Mr. Hanauer simply argued from his real experience as a business person and observations. And he did so in a way and with enough information given to the audience where they can do work prove or disprove. That’s all any idea can hope for. To make you think and work to support or disprove it’s argument. Like any good scientific argument or theory like when he says,
“Another reason this idea is so wrong-headed is that there can never be enough super-rich Americans to power a great economy. The annual earnings of people like me are hundreds, if not thousands, of times greater than those of the median American, but we don’t buy hundreds or thousands of times more stuff. My family owns three cars, not 3,000. I buy a few pairs of pants and a few shirts a year, just like most American men. Like everyone else, we go out to eat with friends and family only occasionally.”

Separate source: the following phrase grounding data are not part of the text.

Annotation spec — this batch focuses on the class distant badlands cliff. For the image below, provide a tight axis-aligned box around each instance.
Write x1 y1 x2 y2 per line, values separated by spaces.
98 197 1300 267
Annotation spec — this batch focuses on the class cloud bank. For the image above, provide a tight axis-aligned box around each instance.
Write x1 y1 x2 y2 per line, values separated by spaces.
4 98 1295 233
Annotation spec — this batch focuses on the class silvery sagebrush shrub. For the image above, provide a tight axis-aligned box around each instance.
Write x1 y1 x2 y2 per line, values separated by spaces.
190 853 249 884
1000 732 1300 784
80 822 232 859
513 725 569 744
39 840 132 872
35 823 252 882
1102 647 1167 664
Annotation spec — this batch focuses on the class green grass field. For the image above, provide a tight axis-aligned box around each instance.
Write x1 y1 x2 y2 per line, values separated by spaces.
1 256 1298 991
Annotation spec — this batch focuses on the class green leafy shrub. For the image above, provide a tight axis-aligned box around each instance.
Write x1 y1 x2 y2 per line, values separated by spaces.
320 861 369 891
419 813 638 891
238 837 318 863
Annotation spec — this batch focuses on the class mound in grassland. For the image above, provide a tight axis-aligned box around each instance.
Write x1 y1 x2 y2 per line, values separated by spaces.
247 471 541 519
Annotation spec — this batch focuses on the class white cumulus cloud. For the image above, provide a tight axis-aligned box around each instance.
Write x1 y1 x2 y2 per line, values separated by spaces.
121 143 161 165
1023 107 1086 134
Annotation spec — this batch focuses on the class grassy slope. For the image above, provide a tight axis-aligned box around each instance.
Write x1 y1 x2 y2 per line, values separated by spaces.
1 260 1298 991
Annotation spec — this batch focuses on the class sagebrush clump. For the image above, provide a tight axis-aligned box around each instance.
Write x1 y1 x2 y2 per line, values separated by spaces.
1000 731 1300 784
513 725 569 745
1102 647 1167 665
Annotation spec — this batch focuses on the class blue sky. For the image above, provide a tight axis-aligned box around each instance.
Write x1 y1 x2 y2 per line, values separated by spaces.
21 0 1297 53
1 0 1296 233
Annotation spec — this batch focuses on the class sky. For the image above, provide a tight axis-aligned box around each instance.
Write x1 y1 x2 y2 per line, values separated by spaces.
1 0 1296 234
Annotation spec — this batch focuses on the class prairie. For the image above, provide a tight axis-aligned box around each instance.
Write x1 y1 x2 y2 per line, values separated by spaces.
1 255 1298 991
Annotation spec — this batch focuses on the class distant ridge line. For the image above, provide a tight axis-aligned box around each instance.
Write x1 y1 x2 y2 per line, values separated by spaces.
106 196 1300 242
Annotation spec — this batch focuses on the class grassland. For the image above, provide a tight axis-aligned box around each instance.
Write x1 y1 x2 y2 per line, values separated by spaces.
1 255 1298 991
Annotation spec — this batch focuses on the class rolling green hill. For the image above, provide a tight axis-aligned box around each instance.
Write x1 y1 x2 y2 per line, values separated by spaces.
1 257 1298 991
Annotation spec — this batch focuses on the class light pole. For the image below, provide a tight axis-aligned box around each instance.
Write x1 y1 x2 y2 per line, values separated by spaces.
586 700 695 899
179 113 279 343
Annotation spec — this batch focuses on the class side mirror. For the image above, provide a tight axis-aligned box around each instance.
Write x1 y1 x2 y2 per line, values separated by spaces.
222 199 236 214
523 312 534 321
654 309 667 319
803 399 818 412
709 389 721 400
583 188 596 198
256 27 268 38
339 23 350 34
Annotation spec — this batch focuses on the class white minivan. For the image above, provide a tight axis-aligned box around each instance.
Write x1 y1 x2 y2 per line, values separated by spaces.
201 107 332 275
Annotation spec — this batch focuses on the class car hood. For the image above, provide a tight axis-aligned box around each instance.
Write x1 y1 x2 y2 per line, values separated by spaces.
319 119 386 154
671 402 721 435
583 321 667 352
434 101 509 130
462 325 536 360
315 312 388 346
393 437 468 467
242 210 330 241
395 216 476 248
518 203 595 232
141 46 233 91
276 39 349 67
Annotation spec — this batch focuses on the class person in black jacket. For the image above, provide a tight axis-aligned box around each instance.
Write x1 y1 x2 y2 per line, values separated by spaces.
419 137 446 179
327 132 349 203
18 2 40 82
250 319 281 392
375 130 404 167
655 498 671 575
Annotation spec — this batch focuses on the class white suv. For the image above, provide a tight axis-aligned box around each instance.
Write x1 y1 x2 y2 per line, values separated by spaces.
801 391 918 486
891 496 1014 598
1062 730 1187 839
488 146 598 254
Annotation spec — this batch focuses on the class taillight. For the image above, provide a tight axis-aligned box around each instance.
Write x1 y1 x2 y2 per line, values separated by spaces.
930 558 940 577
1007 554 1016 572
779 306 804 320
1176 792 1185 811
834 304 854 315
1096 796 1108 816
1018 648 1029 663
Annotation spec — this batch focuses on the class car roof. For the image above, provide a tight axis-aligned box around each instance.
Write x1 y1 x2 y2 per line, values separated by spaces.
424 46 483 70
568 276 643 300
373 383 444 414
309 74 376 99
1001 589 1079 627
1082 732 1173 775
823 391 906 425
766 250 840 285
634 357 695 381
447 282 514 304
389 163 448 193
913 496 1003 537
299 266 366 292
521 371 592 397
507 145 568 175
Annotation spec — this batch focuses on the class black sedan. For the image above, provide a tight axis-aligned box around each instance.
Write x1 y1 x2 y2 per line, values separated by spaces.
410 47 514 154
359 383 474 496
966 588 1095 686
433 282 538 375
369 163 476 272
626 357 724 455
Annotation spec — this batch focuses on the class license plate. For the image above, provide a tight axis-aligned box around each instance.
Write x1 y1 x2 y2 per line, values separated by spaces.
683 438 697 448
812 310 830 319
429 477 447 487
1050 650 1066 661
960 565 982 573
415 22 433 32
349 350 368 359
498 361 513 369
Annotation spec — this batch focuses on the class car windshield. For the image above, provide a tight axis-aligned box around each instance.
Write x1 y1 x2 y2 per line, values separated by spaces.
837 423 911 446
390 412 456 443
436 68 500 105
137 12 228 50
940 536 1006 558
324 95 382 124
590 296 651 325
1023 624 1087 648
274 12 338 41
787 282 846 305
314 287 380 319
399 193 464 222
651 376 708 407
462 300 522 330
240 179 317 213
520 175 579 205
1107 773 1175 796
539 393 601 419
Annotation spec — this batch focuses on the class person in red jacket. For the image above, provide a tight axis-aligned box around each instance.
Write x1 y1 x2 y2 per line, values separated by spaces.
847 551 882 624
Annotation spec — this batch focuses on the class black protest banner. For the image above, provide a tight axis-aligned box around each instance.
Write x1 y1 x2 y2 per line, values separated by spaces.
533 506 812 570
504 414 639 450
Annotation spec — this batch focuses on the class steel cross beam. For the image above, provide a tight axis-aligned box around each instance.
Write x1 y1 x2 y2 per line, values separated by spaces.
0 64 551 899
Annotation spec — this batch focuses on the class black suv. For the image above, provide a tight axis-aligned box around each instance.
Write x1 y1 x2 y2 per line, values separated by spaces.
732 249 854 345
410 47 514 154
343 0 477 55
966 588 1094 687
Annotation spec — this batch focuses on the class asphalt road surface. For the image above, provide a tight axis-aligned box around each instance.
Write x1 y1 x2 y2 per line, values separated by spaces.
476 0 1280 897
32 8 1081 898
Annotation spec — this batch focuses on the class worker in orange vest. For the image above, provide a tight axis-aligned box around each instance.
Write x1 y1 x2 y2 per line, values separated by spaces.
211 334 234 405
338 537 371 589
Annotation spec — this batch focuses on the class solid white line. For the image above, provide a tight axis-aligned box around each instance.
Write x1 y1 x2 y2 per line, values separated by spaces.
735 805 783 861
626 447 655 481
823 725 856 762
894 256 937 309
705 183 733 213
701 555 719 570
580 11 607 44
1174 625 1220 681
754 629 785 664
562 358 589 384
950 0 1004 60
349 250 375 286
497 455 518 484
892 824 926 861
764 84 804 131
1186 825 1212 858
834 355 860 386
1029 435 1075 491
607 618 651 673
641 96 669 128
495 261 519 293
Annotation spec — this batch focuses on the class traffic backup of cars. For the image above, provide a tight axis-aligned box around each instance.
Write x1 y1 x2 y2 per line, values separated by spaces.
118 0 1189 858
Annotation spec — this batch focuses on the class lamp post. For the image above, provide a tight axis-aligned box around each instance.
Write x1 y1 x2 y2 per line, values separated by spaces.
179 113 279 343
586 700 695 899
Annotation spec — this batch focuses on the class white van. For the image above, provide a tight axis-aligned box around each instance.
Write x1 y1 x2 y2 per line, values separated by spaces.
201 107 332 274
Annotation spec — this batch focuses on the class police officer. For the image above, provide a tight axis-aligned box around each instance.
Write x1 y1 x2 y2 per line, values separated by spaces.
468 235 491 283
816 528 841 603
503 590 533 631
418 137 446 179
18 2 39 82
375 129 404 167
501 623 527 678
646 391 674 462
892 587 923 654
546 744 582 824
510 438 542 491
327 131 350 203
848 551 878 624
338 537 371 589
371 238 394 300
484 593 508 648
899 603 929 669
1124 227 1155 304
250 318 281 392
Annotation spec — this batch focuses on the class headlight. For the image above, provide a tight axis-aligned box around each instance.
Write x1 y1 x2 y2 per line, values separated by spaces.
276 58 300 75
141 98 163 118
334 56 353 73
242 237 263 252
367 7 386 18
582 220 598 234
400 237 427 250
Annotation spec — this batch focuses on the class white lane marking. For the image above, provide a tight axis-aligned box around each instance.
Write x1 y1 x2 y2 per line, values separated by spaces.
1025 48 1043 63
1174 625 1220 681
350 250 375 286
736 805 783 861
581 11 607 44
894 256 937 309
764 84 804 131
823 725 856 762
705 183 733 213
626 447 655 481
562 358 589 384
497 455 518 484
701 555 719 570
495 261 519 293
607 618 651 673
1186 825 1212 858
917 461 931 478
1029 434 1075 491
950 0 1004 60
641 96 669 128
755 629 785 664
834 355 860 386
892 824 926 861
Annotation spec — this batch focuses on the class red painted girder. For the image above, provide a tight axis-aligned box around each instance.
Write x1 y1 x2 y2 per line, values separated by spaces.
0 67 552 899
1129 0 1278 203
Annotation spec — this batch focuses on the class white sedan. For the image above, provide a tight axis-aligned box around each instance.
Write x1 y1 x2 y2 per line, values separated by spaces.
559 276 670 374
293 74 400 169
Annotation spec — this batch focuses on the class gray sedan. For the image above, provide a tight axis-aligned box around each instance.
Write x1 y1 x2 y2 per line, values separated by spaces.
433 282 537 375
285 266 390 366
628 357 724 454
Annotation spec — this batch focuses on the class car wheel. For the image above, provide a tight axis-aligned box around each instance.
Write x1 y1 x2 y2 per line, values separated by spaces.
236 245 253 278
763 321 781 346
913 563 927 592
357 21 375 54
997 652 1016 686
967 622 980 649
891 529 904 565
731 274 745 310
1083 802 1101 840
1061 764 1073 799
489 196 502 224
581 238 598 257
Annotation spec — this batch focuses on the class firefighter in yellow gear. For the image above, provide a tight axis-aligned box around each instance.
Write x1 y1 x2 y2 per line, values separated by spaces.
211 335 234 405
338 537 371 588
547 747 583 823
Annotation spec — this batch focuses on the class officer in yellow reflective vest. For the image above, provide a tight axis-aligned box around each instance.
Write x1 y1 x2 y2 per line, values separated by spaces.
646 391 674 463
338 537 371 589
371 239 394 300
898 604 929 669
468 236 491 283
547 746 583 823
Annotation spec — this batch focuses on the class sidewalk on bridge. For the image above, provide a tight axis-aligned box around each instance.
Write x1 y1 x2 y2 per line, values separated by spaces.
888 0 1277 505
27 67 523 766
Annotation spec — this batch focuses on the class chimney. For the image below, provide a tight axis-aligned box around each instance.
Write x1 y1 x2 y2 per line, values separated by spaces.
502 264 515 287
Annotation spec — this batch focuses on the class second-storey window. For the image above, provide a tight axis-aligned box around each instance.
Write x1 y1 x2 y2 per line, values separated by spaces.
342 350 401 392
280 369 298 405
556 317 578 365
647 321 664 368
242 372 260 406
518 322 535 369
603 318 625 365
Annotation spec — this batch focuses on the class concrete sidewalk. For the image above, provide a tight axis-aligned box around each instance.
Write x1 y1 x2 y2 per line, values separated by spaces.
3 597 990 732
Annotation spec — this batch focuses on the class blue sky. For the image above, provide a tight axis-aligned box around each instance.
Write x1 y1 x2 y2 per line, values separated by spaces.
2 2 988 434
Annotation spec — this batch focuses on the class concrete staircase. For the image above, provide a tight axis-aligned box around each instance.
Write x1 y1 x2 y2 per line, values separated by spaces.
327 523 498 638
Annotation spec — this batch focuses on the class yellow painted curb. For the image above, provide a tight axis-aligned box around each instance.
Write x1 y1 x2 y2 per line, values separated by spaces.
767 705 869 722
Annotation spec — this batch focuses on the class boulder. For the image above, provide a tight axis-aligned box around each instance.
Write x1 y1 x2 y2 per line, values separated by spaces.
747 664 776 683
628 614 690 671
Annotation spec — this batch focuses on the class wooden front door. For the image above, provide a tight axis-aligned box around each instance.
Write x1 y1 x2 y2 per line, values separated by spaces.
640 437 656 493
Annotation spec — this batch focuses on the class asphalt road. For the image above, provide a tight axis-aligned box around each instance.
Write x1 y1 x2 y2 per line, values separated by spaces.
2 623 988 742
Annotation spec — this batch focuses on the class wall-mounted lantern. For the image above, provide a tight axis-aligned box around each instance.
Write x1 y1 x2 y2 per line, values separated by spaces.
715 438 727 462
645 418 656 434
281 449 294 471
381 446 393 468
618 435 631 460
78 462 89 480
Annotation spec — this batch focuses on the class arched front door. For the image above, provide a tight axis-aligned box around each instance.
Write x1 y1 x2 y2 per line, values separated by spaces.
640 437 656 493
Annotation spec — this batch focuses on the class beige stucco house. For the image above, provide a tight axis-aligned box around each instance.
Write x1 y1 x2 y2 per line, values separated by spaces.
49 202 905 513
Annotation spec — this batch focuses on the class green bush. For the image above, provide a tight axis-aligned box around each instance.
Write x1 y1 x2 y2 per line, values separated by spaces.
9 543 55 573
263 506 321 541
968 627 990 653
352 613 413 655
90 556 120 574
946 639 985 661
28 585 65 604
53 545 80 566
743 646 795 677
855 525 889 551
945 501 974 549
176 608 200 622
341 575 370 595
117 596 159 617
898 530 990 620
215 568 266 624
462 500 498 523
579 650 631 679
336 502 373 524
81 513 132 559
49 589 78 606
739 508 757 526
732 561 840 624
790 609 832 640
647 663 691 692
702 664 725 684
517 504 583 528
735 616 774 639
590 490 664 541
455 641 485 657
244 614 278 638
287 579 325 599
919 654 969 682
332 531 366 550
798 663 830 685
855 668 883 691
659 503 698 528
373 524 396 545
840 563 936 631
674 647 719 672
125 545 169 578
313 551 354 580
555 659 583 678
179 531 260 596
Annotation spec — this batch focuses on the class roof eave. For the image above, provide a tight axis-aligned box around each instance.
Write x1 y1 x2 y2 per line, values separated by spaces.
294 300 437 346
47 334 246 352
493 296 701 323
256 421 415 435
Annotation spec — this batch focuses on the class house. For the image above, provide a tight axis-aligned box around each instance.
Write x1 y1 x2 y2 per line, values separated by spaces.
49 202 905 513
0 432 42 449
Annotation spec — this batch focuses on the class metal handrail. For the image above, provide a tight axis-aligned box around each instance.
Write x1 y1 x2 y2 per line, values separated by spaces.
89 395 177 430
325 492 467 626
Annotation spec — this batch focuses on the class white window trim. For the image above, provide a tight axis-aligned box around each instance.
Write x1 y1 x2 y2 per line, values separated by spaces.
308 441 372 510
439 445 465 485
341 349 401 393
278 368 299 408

He brought his idea, his thinking, his reasoning. What TED Talks seem to forgot was an open mind to challenging ideas.TED Talks has done this before. When comedian Sarah Silverman spoke, one of the founders immediately apologized for her presentation. Sliverman spoke about the need for adoption of terminally ill children. She did do it in her comedic style of cynical, purposely playing clueless humor. Using it as foil to make here point. Yet TED acted like she farted on stage and lit a swastika.
For supposedly enlightened people with mind expanding ideas, TED Talks sometimes shows its own small mindedness. If an idea comes in a form that isn’t within its taste range, it may sometimes throw the baby of thought-provoking ideas out with the bathwater.
For such a smart organization. That’s just stupid.